1974 Martin 00-21 Flattop Guitar




Rosewood-bodied Martin 12-frets are not exactly easy to come by, so when a customer sent this in for some quick work before heading home after purchase, I was a little bit excited to see how it'd turn out. It seems to have been a two-owner guitar -- maybe an inherited instrument -- and it's very clean for its age save the usual, ugly, hairline, pickguard-shrinking-induced cracks on the treble side of the top.

My work on it included a fret level/dress, bridge pinholes fill/redrill, saddle and minor bridge shaping, string ramp additions, cleats and a seal-job to the cracks near the pickguard, and a good setup. I made both a "winter" and "summer" saddle for the guitar, too, while I was at the setup.

Compared to what it generically apes ('30s Martin 00-28s), this guitar has a heavier build that can take more tension, a more aggressive set of mids (almost along the lines of a creamier and stouter-sounding '40s Gibson LG-2 voice), and a bigger-feeling neck. The "originals" had 1 7/8" nut width just like this, but the back profile of the old necks was a soft, slim V-shape whereas this has a chunkier C-shape and that makes a huge difference if you're a thumb-over player and whatnot.

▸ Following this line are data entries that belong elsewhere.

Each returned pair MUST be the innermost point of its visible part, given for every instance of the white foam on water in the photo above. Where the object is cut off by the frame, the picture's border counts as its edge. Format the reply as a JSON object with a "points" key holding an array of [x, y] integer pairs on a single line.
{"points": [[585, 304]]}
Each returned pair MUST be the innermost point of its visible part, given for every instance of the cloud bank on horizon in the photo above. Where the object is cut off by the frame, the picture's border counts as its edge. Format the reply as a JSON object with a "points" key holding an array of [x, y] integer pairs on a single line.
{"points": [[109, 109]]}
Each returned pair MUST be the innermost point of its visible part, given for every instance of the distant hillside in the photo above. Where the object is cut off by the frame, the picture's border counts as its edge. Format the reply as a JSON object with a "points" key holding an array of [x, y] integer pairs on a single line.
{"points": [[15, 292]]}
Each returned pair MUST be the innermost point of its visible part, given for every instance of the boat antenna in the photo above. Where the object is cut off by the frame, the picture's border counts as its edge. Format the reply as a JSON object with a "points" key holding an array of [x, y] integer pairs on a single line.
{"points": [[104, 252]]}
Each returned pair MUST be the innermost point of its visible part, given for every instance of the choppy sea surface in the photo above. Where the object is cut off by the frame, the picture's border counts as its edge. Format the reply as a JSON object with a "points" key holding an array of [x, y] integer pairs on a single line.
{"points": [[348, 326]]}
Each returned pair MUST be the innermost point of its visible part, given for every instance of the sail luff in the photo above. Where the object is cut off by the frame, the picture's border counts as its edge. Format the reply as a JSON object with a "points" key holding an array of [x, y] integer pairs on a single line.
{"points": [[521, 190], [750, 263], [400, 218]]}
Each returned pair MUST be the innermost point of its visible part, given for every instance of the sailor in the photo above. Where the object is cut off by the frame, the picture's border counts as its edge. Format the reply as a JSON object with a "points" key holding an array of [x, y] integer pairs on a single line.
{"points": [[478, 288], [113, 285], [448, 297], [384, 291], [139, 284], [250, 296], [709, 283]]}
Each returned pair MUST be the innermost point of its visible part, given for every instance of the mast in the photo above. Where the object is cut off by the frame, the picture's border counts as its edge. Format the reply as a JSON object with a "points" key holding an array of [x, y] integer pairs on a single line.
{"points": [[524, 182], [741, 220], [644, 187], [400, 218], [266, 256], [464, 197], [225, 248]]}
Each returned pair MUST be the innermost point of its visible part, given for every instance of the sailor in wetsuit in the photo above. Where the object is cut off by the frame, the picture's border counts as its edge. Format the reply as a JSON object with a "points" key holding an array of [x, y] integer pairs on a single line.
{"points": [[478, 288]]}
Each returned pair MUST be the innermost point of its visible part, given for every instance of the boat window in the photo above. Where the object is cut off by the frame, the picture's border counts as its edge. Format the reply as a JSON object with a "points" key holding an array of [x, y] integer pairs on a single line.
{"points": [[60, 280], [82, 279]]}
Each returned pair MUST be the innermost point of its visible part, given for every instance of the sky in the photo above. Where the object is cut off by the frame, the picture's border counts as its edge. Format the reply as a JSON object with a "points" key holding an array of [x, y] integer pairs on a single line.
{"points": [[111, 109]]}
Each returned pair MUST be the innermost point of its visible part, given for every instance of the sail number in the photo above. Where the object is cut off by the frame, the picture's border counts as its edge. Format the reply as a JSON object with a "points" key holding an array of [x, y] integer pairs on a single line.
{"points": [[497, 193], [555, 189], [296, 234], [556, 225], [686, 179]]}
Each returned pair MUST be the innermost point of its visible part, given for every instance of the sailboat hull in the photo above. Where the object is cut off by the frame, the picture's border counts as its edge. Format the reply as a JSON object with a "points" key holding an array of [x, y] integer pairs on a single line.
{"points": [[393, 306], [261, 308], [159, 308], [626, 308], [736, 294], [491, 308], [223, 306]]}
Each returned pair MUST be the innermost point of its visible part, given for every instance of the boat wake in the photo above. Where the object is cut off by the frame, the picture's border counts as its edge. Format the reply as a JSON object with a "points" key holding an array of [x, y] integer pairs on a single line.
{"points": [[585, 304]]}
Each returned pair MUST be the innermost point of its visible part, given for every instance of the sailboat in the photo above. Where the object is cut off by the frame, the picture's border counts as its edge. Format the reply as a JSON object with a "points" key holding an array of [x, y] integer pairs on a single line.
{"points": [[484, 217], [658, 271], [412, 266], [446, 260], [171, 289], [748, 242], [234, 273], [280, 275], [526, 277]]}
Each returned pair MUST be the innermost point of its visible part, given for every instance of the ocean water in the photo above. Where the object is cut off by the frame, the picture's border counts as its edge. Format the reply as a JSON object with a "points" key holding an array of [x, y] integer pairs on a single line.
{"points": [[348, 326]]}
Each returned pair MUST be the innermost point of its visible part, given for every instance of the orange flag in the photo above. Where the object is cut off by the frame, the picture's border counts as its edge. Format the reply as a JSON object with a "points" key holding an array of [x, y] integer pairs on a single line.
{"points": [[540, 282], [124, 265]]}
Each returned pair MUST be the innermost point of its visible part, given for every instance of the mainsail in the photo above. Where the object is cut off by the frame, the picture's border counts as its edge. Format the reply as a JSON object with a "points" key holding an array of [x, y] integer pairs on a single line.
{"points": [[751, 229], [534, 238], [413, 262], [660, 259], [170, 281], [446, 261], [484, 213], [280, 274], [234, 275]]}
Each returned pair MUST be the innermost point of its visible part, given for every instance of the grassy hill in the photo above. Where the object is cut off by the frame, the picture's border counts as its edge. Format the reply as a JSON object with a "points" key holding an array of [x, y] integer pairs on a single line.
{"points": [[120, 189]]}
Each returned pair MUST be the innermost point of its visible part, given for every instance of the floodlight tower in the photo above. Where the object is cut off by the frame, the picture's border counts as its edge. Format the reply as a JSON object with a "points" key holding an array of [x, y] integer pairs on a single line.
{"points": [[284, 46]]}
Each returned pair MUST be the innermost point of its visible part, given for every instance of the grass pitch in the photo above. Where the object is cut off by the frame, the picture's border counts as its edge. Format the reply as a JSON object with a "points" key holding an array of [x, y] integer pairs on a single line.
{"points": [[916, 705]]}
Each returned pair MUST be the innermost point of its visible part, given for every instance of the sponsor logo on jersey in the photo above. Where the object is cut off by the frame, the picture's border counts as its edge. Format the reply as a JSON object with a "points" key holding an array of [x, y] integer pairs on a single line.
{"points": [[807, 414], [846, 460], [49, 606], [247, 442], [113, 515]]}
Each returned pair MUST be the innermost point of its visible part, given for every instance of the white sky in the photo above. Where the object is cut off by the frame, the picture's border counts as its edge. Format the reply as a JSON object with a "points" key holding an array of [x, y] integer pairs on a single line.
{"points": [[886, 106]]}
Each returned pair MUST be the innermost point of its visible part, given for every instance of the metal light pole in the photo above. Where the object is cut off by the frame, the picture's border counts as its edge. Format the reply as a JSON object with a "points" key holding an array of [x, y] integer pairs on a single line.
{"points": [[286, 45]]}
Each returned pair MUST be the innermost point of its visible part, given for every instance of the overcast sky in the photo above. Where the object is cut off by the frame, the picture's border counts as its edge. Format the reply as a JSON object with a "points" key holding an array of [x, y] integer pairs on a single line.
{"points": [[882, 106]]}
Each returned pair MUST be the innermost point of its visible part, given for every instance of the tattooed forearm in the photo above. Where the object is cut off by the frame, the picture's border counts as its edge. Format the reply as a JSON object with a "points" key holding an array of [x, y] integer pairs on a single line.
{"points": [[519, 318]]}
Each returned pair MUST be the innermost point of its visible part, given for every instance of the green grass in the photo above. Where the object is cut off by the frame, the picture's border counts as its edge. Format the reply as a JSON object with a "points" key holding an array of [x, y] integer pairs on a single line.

Specs are: 24 13/16" scale, 1 7/8" nut width, 1 5/8" string spacing at the nut and 2 9/32" spacing at the bridge, 14 1/8" lower bout width and 10" upper bout. Action height is 3/32" EA and 1/16" DGBE at the 12th fret and I've strung it with 54w, 40w, 30w, 22w, 16, 12 strings. The neck is straight.







While the bridge and saddle are low, there's plenty of back-angle on the saddle and that's allowing the top to get the drive it needs. This guitar is loud and punchy with a robust sound that carries.



It's hard to argue with Indian rosewood that's as pretty as that, too.







Comments

Bob said…
Just noticed this -- after all these years -- while searching for 00 specs to compare with another maker's 12-fret and wonder when that neck-profile-change you mention happened. I have a 1924 0-18K and a 1969 00-21 (late Brazilian) and have never been able to put the "feel" difference in words.